We can talk about the glory of God in the tradition – in the Scriptures, in the structures and liturgies and doctrines of the churches. That’s important talk, valid and faithful. And yet our talk about the glory of God ought to resonate with what Irenaeus calls the human person fully alive. The body of Christ as we make our way in the world – loving and failing, helping and healing, dying and rising to new qualities of life. You and me, alive to the world, to Creation, alive to the needs and gifts of one another, alive to our own peculiar needs and gifts ...

Lamenting – the witness of protestors with candles shining, mourning, longing for justice. "The glory of God is the human person fully alive."

Affirming – the witness of persons in transition, from childhood to adulthood, from awkward to elegant, from ashamed to unabashed, the happy glow of an expectant or proud parent. "The glory of God is the human person fully alive."

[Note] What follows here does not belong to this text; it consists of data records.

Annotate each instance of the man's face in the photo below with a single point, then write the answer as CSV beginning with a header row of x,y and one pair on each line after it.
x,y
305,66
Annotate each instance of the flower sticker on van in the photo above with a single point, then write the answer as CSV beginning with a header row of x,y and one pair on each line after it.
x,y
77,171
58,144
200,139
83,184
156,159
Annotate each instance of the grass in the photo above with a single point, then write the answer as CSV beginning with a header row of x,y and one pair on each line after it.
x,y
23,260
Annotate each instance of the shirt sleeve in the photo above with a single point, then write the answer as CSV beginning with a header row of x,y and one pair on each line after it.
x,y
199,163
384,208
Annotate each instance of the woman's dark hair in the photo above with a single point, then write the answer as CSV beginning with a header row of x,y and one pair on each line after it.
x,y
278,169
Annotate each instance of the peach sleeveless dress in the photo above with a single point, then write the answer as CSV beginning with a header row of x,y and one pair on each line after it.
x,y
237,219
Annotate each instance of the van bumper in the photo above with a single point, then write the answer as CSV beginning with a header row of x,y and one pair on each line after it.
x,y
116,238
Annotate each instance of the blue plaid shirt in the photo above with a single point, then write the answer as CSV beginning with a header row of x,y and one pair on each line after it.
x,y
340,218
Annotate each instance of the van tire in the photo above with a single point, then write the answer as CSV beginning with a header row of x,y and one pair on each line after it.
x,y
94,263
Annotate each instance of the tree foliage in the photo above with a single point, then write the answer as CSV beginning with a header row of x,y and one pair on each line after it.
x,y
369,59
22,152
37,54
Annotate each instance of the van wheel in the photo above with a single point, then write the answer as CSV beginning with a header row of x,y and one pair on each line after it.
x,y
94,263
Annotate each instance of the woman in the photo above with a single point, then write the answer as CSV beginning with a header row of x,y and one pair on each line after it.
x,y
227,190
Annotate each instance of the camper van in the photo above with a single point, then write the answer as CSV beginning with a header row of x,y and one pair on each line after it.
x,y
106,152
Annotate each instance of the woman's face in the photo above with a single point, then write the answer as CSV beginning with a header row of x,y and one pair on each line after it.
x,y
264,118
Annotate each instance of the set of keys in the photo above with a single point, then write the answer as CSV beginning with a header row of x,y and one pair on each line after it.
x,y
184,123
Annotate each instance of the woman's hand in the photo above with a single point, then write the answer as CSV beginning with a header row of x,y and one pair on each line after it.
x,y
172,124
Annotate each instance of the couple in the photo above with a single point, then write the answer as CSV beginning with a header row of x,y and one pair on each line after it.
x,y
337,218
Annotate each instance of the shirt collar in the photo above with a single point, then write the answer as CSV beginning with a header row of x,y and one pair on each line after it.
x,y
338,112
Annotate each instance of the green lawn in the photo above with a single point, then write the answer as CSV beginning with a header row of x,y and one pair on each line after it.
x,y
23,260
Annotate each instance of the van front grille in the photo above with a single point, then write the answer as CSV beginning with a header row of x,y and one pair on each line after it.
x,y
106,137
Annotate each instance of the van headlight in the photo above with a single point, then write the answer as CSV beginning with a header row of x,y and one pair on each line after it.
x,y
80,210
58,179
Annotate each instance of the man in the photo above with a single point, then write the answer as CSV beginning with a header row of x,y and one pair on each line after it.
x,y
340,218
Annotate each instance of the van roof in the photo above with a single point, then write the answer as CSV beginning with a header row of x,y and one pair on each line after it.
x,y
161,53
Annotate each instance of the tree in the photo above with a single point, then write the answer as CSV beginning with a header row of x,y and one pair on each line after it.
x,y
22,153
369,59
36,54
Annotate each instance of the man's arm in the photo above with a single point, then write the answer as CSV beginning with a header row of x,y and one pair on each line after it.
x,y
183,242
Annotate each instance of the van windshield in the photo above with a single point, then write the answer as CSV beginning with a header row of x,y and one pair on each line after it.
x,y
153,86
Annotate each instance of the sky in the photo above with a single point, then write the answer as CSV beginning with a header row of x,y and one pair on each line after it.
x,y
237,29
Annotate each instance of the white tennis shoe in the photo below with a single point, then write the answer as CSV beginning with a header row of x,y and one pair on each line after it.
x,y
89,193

That’s why Mardi Gras is a theological, as well as a political, social and personal, event. It’s wonderful that the churches celebrate the Transfiguration during the Mardi Gras festival because sex and gender diverse people, like all people, are called to live full and blessed lives (and if they choose, married lives).

Mardi Gras is the LGBTQI community’s opportunity to shine. Can we not see today the eccentric/queer Christ whose proud sense of self and Spirit eludes those who would contain, categorise, control – three awful words that all-too accurately describe a conventional, that is, lazy, institutional religiousness? In response, and in keeping with our theme, Chretien offers this eccentric word: "Nothing suffices for the soul but that which exceeds its capacity."

On seeing the light/true being/divinity of Christ, we are more than a little dazzled/overwhelmed, then commanded to listen, to heed the eccentric Word: to look again for a shining, sometimes dim, sometimes bright, aglow in all people. "The glory of God is the human person fully alive."

When have you witnessed a person "fully alive"? ... Amen.